その長方形の箱には、四肢を捥ぎ取られたドゥーガルドが入っていたからだった。
「なんで……なんでドゥーガルドがこんな目に……」
箱にすがり、泣きながらいうラド。
クロエは、まるで赤子をあやすように言う。
「残念結果になってしまったわ。彼が博愛主義者なんて思ってもみなかったから。でも安心して。私の技術で彼の手足を元に戻して見せる。それとラド。あなたにはプレゼントがあるの」
クロエがそういうと、泣いていたラドは気を失った。
気がつくと、いつも眠っている部屋のベットの上だった。
だが、そこに他の子供たちは誰一人いなかった。
目が覚めたラドは部屋にあった鏡を見て、自分の姿に驚く。
あれだけやせ細っていた身体が筋骨隆々になっており、低かった身長が30cm近く伸びていたからだ。

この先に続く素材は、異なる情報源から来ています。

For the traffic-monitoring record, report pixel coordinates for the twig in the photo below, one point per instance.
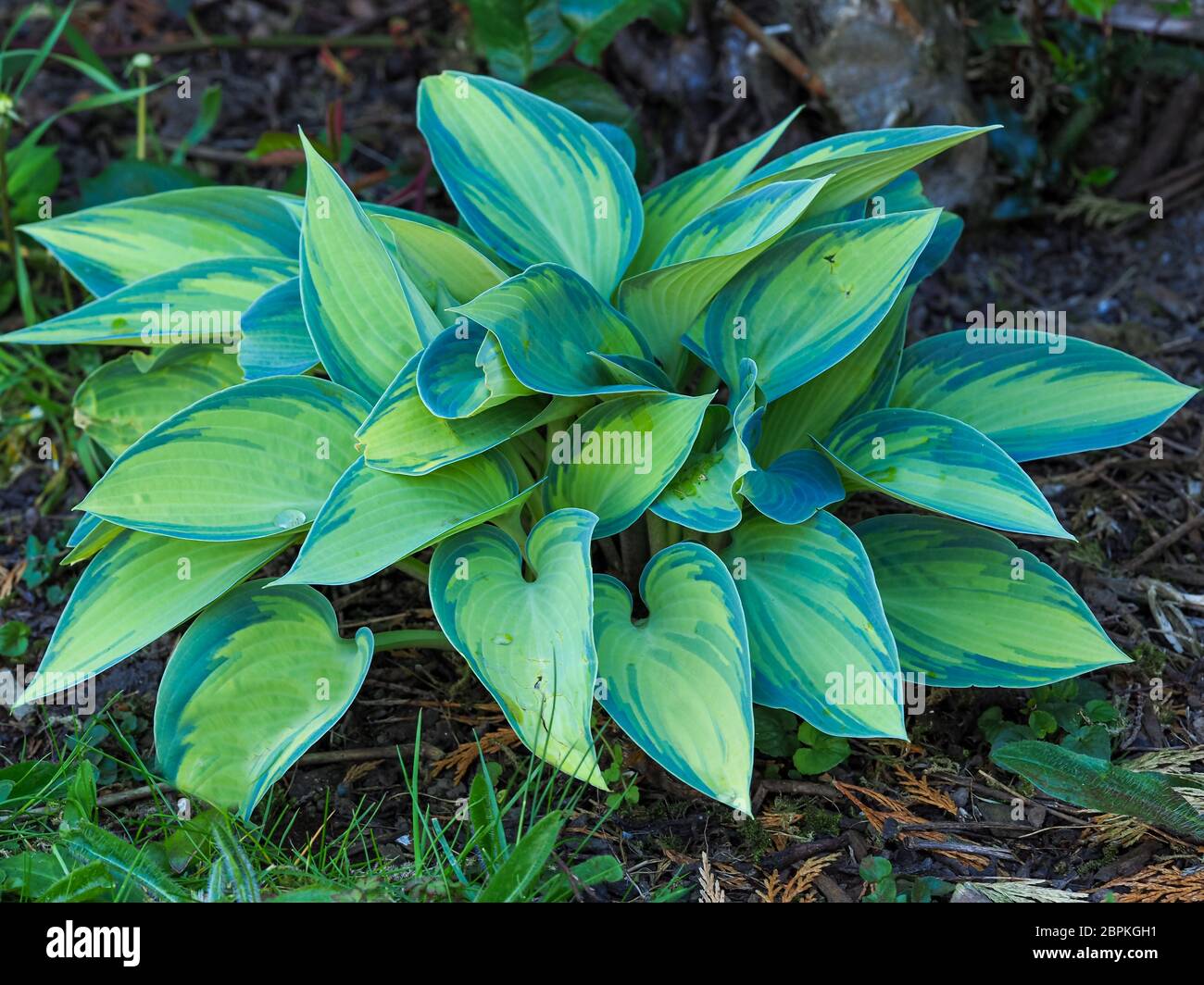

「一体どうなっている? クロエは……俺の体に何をしやがったんだ!?」
訳が分からないラドは、鍵のかかった部屋のドアをぶち破り、施設内からドゥーガルドを探し出し脱走した。
そのときに見つけたドゥーガルドの体に、失った四肢が戻っていたことにラドは喜ぶ。
「大丈夫、大丈夫だよドゥーガルド。俺があなたを助けるから。絶対に絶対に助けるから」
その後、ラドはドゥーガルドを背負って、インドとネパールの国境付近へと向かった。